El anuncio de retirada del polaco, tras la Eurocopa de 2024, respondía al intenso dolor que arrastraba desde una lesión que sufrió en 2008, cuando era guardameta del Arsenal. En aquel momento, se fracturó ambos brazos. Desde entonces, ha aprendido a convivir con ese dolor. "No es que pueda atrapar la pelota sin sentir dolor. No ha habido un solo tiro que haya parado sin sentir nada. Es solo que me he acostumbrado al dolor y es una sensación muy desagradable", explicó.
A veces no puedo ni quitarme el guante porque no soy capaz de desabrochar el velcro y tengo que pedir ayuda
"A veces no puedo ni quitarme el guante porque no soy capaz de desabrochar el velcro y tengo que pedir ayuda.

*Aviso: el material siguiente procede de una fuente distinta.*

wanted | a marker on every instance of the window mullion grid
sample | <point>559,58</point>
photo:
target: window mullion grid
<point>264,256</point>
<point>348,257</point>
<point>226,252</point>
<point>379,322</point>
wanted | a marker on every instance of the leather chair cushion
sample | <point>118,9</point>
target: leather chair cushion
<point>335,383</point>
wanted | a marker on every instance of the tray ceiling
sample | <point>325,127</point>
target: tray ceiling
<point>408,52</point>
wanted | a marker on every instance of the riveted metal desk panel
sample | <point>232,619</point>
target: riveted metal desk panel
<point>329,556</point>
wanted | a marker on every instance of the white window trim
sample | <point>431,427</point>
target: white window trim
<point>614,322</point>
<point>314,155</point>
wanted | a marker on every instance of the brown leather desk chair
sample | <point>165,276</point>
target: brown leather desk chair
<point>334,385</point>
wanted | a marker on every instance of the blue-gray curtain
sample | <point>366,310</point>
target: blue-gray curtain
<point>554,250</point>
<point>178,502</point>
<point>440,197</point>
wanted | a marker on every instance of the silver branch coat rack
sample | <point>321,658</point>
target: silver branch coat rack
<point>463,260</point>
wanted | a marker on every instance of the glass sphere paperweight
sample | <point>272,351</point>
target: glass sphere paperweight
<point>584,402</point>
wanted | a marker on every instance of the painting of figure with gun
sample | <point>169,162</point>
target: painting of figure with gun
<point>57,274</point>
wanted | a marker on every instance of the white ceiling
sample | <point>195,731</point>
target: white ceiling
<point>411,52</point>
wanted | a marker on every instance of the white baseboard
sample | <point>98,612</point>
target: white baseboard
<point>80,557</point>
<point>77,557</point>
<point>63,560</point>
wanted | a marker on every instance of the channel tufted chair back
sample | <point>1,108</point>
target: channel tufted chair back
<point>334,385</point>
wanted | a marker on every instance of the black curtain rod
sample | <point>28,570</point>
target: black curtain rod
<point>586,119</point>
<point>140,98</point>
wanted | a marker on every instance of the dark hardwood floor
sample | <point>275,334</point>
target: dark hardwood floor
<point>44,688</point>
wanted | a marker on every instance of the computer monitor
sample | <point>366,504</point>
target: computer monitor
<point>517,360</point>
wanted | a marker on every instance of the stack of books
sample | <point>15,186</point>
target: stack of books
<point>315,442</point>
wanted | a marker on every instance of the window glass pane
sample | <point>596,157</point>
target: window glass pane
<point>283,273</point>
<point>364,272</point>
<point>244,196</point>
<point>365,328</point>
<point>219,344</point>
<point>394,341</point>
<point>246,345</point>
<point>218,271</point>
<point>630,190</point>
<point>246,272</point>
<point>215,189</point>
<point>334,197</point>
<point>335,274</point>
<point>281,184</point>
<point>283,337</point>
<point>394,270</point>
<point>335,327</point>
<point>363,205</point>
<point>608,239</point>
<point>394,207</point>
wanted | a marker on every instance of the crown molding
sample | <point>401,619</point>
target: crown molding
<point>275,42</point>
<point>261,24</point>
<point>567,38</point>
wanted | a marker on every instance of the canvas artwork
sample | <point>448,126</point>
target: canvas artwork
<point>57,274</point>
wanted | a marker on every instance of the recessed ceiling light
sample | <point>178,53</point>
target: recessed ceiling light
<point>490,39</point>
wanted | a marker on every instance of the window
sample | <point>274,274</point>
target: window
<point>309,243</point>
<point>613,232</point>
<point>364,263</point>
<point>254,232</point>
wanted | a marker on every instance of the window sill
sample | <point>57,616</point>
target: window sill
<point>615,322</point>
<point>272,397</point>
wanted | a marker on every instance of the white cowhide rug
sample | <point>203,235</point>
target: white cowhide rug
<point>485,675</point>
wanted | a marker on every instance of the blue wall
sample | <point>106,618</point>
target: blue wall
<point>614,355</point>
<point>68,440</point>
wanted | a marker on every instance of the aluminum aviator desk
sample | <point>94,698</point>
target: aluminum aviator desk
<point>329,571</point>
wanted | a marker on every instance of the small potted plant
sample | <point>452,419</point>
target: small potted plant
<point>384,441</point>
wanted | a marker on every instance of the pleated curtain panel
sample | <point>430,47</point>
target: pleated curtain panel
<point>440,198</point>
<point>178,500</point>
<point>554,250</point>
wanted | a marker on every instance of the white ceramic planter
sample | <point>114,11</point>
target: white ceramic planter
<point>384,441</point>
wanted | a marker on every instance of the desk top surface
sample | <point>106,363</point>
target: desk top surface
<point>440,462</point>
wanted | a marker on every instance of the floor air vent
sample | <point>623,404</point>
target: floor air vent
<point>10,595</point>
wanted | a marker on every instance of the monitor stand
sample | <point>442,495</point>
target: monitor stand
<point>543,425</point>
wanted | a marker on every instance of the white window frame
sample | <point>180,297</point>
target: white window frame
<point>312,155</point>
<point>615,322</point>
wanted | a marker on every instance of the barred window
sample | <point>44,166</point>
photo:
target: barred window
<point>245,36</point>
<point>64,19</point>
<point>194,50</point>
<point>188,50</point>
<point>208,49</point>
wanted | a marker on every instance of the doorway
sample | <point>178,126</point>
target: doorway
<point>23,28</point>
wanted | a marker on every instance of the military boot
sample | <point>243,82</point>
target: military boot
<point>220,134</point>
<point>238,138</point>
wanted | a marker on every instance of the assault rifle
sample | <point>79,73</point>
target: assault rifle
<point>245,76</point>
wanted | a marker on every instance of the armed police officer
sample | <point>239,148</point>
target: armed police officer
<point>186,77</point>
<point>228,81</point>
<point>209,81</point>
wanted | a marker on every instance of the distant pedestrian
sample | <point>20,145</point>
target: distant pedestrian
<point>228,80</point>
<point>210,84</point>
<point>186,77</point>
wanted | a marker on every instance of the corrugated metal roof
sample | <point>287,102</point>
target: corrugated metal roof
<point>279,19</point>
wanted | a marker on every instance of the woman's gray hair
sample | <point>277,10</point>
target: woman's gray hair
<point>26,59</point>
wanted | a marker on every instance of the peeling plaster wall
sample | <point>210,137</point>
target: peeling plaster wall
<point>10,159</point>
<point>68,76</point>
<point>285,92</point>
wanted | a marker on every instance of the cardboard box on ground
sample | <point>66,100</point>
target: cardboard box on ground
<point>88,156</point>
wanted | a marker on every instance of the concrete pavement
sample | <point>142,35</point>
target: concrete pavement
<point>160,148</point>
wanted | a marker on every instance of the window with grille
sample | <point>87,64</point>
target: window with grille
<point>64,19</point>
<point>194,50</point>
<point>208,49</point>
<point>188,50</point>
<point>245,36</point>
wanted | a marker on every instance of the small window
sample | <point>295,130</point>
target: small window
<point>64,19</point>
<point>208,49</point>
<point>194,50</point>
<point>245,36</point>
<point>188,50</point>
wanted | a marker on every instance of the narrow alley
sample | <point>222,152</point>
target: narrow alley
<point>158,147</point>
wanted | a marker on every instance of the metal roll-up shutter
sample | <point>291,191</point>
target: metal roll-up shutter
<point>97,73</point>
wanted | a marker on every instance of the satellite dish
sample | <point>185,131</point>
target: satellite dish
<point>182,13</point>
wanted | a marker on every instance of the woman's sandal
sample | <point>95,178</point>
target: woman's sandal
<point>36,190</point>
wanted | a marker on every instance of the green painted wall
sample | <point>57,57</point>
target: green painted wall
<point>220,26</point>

No puedo sujetar una botella de agua sin que se me caiga ni desenroscar el tapón. Normalmente me lleva alrededor de una hora", reveló el guardameta polaco.
Relación complicada
El azulgrana también habló de la relación que mantiene con su padre. Sus progenitores se separaron cuando el arquero tenía solo seis meses. "Desde muy joven existía una relación entre nosotros en la que le tenía miedo a mi padre. Desde que tengo memoria hasta que me hice adulto, primero le tenía miedo físicamente y, más tarde, cuando surgían problemas, tenía miedo de enfrentarlo. Llegó un punto en el que la relación terminó por romperse", aseveró.

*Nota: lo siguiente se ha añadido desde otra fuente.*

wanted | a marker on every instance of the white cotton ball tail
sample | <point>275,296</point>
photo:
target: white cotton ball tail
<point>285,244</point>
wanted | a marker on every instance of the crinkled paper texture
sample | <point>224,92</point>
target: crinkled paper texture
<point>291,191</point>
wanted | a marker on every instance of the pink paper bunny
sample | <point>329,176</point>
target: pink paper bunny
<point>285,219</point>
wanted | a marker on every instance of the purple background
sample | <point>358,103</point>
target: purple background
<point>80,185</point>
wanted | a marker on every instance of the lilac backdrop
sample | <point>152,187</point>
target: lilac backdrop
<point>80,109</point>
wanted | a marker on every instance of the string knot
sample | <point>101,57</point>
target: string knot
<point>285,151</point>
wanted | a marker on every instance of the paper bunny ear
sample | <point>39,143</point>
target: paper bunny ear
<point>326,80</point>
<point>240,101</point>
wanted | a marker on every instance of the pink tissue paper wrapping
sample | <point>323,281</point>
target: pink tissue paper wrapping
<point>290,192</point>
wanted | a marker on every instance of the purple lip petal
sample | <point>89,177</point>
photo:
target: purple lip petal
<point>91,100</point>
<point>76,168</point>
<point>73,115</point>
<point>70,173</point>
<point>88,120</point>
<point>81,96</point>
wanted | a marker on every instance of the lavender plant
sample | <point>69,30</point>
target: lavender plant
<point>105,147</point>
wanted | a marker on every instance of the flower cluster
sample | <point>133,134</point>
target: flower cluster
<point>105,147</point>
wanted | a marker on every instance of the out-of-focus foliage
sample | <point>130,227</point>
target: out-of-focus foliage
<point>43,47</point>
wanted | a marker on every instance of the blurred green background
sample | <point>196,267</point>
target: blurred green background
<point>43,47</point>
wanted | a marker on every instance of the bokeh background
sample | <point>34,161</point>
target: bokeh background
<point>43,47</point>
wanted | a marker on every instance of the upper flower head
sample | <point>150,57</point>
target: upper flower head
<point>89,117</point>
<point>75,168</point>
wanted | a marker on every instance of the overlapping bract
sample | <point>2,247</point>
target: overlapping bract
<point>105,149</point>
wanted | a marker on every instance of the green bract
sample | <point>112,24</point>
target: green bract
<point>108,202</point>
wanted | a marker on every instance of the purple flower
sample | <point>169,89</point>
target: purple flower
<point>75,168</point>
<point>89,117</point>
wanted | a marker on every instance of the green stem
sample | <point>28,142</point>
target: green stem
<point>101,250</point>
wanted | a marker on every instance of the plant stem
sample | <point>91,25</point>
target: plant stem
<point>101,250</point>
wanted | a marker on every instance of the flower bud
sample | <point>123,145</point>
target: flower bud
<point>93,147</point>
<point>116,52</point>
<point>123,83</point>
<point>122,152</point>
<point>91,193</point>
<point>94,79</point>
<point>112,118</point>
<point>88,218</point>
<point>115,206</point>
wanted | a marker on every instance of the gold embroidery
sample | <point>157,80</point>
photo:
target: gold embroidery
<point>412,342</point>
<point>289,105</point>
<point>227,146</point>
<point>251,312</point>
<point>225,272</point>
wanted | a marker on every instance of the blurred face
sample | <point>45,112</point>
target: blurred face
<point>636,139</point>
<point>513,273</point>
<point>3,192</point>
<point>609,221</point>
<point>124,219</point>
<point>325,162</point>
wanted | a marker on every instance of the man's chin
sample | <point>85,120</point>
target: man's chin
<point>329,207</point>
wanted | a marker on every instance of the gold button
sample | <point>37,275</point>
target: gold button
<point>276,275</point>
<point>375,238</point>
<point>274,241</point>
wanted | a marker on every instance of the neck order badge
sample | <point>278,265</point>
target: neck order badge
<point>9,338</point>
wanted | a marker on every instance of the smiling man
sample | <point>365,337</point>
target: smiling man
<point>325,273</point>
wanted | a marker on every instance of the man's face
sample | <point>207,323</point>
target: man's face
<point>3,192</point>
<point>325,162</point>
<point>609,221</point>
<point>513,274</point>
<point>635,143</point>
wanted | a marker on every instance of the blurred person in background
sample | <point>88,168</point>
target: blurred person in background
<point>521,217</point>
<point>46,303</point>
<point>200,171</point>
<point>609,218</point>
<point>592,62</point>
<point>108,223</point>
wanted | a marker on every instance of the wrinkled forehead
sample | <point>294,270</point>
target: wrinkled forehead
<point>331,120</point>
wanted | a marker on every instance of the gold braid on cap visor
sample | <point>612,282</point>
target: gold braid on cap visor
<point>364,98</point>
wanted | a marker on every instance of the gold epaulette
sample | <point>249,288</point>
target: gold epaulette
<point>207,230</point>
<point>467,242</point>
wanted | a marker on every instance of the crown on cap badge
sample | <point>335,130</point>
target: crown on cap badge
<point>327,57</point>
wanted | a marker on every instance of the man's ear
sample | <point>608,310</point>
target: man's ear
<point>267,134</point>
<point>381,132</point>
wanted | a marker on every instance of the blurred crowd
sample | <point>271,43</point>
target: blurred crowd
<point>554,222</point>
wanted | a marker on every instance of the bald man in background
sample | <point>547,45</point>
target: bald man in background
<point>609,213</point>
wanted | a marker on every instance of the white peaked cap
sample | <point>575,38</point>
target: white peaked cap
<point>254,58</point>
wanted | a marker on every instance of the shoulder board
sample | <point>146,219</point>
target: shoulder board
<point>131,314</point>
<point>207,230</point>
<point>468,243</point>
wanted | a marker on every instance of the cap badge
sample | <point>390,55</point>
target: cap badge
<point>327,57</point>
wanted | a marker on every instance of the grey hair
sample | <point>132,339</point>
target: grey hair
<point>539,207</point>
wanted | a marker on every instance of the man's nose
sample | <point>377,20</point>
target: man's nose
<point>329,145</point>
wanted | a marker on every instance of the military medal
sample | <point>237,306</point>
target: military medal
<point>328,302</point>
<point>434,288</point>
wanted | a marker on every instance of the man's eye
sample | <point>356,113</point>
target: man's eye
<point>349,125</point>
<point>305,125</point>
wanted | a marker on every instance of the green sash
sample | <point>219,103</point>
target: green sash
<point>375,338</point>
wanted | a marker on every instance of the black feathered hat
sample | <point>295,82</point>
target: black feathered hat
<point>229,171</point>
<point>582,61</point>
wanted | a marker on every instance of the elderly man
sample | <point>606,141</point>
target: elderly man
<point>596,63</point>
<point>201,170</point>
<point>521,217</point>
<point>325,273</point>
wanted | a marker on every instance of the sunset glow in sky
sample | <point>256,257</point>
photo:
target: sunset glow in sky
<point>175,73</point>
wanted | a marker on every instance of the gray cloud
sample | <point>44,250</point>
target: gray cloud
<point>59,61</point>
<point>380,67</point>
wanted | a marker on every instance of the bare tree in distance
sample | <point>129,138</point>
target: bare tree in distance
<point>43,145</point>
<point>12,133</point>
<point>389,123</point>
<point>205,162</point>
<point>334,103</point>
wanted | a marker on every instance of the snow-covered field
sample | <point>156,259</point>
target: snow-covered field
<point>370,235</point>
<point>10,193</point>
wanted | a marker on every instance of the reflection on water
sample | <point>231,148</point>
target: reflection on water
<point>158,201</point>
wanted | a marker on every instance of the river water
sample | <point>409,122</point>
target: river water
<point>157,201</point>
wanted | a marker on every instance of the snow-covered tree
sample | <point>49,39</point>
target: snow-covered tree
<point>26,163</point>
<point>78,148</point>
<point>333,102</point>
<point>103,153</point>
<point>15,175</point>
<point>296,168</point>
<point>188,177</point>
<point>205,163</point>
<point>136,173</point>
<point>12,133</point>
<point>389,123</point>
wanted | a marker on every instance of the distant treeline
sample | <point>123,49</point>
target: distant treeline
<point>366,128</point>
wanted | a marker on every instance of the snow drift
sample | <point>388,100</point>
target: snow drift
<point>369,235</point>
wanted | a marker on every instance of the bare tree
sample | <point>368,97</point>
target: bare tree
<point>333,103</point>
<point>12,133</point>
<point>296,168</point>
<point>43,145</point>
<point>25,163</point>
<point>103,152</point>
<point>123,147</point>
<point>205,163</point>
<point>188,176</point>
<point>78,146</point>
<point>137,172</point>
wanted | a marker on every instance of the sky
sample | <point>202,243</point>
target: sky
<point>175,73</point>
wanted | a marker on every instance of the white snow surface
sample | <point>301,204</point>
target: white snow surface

Desde que tengo memoria hasta que me hice adulto, primero le tenía miedo físicamente y, más tarde, cuando surgían problemas, tenía miedo de enfrentarlo.
"Nunca tuve la sensación de pensar: 'Oh, viene papá'. Era más bien: 'Joder, viene papá', porque nunca sabías con qué humor iba a llegar. Me prometí a mí mismo que jamás haría que mi hijo tuviera miedo de que yo volviera a casa", concluyó.